Eigenvalue for a problem involving the fractional (p,q)-Laplacian operator and nonlinearity with a singular and a supercritical Sobolev growth

TL;DR

This paper investigates the eigenvalue problem involving the fractional (p,q)-Laplacian with nonlinearities exhibiting supercritical Sobolev growth, establishing solution properties using variational and sub-supersolution methods.

Contribution

It introduces a novel approach combining variational techniques with sub- and supersolution methods for a broad class of fractional (p,q)-Laplacian problems with supercritical growth.

Findings

Established multiplicity, uniqueness, and nonexistence results.

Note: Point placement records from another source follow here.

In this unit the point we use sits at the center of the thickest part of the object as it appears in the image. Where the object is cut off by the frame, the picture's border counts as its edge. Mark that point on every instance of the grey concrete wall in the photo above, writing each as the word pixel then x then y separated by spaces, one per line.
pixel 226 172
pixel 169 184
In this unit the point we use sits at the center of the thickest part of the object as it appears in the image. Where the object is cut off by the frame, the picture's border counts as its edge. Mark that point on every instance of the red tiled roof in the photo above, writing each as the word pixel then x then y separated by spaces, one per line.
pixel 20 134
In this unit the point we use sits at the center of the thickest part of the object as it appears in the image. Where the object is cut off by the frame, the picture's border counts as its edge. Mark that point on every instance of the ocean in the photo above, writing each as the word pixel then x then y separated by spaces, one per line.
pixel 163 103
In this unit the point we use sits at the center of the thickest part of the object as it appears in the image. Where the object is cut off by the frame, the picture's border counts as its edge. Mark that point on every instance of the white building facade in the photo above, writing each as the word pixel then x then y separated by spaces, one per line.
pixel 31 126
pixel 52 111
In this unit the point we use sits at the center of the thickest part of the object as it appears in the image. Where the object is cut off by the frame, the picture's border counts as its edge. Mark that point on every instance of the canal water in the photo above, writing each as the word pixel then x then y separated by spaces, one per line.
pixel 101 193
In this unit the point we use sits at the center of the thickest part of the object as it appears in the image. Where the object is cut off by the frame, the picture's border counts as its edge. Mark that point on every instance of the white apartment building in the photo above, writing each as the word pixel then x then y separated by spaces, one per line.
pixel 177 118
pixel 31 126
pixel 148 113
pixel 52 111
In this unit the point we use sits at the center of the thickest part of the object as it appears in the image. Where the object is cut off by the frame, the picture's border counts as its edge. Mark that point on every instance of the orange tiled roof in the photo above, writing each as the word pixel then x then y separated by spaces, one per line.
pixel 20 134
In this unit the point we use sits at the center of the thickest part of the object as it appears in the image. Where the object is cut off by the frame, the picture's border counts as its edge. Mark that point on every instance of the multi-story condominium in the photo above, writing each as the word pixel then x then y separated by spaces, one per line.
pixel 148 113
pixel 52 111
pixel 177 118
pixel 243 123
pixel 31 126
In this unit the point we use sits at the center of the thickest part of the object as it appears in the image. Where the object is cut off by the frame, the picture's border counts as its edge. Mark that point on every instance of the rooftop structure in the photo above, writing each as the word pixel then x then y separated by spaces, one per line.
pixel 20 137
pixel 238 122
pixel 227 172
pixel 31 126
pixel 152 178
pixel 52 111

Derived bounds for solutions even when Sobolev embeddings fail.

Extended the literature to include problems with supercritical nonlinearities.

Abstract

In this paper, we are interested in studying the multiplicity, uniqueness, and nonexistence of solutions for a class of singular elliptic eigenvalue problem for the Dirichlet fractional $(p,q)$-Laplacian. The nonlinearity considered involves supercritical Sobolev growth. Our approach is variational togheter with the sub- and supesolution methods, and in this way we can address a wide range of problems not yet contained in the literature. Even when $W^{s_1,p}_0(\Omega) \hookrightarrow L^{\infty}\left(\Omega\right)$ failing, we establish $\|u\|_{L^{\infty}\left(\Omega\right)} \leq C[u]_{s_1,p}$ (for some $C>0$ ), when $u$ is a solution.